The Court has already declined his defence of repayment, as the

complainant has proved that it was a separate transaction. The

15 CRA162-22 .odt

accused did not deny that he did not receive a hand of Rs.

4,00,000/-; therefore, it is difficult to accept that the amount

mentioned in the cheque in dispute was higher, and the accused

did not indorse on the cheque about the part payment. Without

such evidence, it is hard to believe that the cheque in dispute was

not negotiable and not for legally enforceable debt.

22. The accused did not deny the hand loan. He also did not

deny the issuance of the cheque in dispute after getting the hand

loan. The cheque in dispute was admittedly issued against the

failure to repay the hand loan. He did not prove the repayment.

Hence, that gave a right to the complainant to encash the cheque.
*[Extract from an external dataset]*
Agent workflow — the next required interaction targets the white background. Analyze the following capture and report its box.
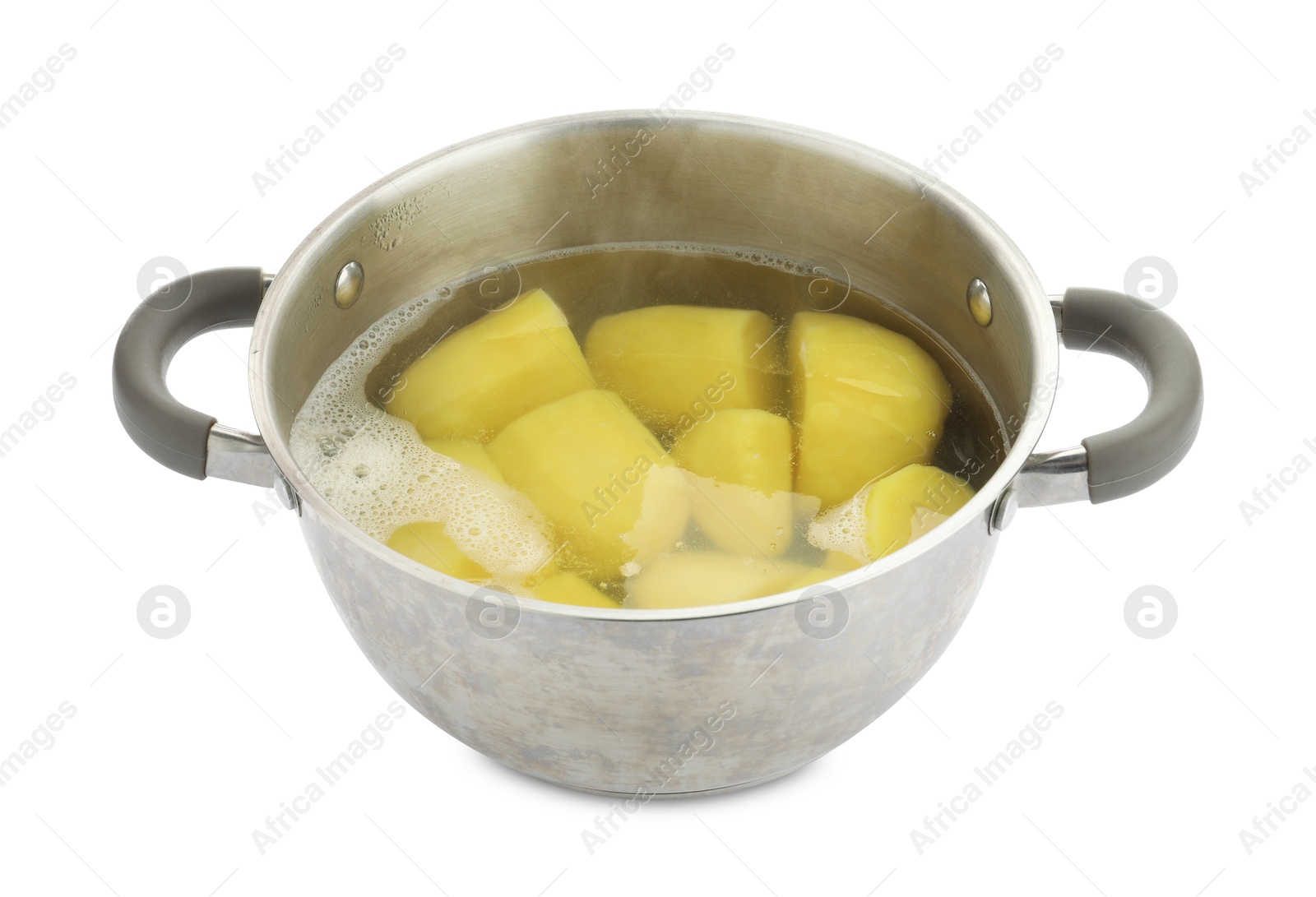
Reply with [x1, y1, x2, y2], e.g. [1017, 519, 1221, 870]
[0, 0, 1316, 897]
Considering these facts, it would not be accepted that the cheque

in dispute was issued as security. The points for determination

have been answered accordingly.

23. After going through the impugned judgments and orders of

the trial and subordinate appellate Court, this Court did not find

any error of law that warrants inference. The revision is without

any substance. Hence, the following order:-

ORDER

(i) The revision stands dismissed.

      (ii)     No order as to costs.

      (iii)    The applicant shall surrender to bail bonds and appear

before the learned Judicial Magistrate First Class,

16 CRA162-22 .odt

Erandol, District Jalgaon, for the execution of sentence

on or before 4th May 2023.

(iv) Bail bond and surety bond stand cancelled.

      (v)       The surety stands discharged.

      (vi)     Record and proceedings be returned to the learned

Judicial Magistrate F.C. Erandol, District Jalgaon.

      (vii)    Rule stands discharged.




                                                   ( S. G. MEHARE )
                                                         JUDGE



24. The learned counsel for the petitioner prayed to continue the

earlier order of suspension of sentence for six weeks.

25. The learned counsel for the complainant/respondent has

strongly opposed the application contending that there are two

concurrent judgments of conviction against the applicant. It is a

financial offence. There is no provision to continue the suspension

order.

26. This is a third Judgment including two concurrent Judgments

of the trial as well as appellate Courts against the accused. The

revision has been considered on merits. The Court is of the view

that the discretion under Section 389 of the Cr.P.C cannot be

17 CRA162-22 .odt

exercised for continuing the earlier suspension order. Hence the

prayer of suspension of sentence stands dismissed.